ERLEN. Das Komitee «Junge gegen BTS/OLS» hat in Erlen seine Kickoff-Aktion durchgeführt. Überparteilich organisiert wollen die Jungpolitiker gegen die neuen Strassen kämpfen.
Gemeinsam sagen die Thurgauer Jungpolitiker Nein zu BTS/OLS. (Bild: pd)

Gemeinsam sagen die Thurgauer Jungpolitiker Nein zu BTS/OLS. (Bild: pd)

Überparteilich organisierte Jungpolitiker haben mit einer Aktion gegen die geplanten Schnellstrassen auf sich aufmerksam gemacht. Wie das Komitee mitteilt, hat es bei strömendem Regen auf einem Feld, das durch die BTS zerschnitten würde, gezeigt, dass das Projekt bestes Thurgauer Landwirtschaftsland zerstören wird.

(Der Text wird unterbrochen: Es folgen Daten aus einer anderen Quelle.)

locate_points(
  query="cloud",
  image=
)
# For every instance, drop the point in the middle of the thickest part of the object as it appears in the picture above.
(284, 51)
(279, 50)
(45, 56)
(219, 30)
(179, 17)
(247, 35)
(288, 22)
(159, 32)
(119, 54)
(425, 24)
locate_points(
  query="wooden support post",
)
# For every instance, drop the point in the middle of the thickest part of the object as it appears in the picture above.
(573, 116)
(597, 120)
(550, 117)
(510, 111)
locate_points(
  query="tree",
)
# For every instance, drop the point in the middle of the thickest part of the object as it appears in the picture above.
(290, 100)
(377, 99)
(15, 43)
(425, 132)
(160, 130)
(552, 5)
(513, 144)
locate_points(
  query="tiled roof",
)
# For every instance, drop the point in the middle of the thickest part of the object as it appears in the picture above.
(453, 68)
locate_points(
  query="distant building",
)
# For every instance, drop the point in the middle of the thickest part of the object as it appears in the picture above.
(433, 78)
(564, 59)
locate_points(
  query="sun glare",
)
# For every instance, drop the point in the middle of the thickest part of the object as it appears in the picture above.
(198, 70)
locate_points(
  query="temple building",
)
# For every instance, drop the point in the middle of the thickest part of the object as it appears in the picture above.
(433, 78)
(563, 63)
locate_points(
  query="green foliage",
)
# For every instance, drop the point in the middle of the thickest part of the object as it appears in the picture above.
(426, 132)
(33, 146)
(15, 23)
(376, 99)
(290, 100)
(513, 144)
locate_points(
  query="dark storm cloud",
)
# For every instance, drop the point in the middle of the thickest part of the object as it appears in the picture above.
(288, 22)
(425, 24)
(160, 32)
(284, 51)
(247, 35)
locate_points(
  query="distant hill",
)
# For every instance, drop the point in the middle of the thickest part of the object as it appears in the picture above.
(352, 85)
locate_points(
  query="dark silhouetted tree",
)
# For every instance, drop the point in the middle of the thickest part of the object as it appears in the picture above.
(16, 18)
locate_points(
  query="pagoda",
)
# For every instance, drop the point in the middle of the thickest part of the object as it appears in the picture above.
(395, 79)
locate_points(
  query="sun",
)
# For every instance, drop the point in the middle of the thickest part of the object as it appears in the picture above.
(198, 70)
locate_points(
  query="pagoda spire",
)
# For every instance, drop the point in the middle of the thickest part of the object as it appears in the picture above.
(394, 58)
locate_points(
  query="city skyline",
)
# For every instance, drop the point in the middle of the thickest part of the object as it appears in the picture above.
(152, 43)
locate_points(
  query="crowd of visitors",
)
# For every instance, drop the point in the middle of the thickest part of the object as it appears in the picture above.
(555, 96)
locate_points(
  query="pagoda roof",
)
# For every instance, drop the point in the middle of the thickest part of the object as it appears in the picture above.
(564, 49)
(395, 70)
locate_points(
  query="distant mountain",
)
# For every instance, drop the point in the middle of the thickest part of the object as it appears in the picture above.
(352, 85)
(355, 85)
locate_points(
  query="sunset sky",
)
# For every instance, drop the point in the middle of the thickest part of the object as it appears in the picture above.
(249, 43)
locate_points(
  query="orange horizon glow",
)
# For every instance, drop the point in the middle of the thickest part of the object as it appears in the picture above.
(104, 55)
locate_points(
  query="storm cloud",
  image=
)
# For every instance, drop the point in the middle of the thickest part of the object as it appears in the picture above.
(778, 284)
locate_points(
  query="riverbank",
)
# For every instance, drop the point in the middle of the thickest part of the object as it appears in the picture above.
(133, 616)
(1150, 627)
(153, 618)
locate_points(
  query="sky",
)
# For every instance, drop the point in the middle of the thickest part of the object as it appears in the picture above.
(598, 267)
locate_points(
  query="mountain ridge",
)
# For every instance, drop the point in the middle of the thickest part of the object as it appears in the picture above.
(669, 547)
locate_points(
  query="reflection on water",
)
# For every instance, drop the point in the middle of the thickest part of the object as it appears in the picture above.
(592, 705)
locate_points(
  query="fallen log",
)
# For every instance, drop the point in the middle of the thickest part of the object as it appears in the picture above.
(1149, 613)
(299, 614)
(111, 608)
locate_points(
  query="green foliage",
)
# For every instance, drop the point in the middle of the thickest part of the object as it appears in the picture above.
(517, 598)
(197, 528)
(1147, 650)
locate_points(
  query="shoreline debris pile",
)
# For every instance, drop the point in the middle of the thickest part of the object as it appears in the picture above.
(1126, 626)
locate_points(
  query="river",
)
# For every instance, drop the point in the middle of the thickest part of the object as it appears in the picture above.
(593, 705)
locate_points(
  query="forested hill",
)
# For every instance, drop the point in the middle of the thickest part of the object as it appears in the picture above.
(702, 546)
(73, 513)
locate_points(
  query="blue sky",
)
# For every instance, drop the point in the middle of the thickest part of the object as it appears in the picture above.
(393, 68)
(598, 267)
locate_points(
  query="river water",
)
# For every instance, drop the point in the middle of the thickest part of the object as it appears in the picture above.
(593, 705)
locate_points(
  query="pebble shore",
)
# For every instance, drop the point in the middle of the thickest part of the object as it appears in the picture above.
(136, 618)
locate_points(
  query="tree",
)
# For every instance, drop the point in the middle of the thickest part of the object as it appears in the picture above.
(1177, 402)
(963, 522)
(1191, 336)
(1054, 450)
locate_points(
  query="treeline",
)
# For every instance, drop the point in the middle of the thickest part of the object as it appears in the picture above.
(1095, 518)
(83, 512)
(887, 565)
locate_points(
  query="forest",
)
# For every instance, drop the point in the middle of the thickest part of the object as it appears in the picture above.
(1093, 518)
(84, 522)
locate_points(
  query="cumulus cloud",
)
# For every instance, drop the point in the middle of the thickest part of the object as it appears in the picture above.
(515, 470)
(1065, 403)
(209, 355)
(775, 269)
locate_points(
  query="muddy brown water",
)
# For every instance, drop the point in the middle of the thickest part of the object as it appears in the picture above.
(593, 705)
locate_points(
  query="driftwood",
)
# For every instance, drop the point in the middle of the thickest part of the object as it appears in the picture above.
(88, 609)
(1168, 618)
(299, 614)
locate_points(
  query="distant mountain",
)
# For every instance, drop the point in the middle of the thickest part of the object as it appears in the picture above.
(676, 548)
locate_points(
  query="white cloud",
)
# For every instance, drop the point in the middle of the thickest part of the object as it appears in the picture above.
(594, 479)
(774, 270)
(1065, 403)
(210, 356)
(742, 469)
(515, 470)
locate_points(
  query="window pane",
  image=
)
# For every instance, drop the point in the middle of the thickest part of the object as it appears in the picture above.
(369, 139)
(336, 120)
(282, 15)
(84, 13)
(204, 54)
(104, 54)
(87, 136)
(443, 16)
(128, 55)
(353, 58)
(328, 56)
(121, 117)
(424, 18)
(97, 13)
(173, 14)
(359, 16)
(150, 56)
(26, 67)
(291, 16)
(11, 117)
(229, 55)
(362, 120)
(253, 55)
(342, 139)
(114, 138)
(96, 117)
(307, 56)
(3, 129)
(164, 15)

87 Prozent der geplanten Strassen verlaufen wie auf dem Feld bei Erlen durch freie Natur: «BTS und OLS fördern die Zersiedelung», so Nina Schläfli (Juso). Viele Junge wollen dies nicht akzeptieren. Lucas Orellano (jglp) betonte: «Dass Handlungsbedarf besteht, rechtfertigt noch lange nicht eine immens gefährliche Strecke, die kaum wirtschaftlichen Nutzen bringt.» Es brauche dafür einen Umbau der bestehenden Strecke, der auch auf den bestehenden Ziel-Quellverkehr ausgerichtet ist und kein Neubau, der die Landschaft zerschneidet, glaubt das Komitee.

Tobias Burren (Junge Grüne) nannte als sinnvolles Beispiel die Variante der Umweltverbände. «Das teure Projekt wird der jungen Generation zur Last fallen und das Thurtal zu einem Transittal verkommen lassen», meinte Laura Curau (JCVP). Das Junge Komitee wird bis zur Abstimmung im September weitere unkonventionelle Veranstaltungen durchführen und so auf seine Anliegen aufmerksam machen. (pd/red.)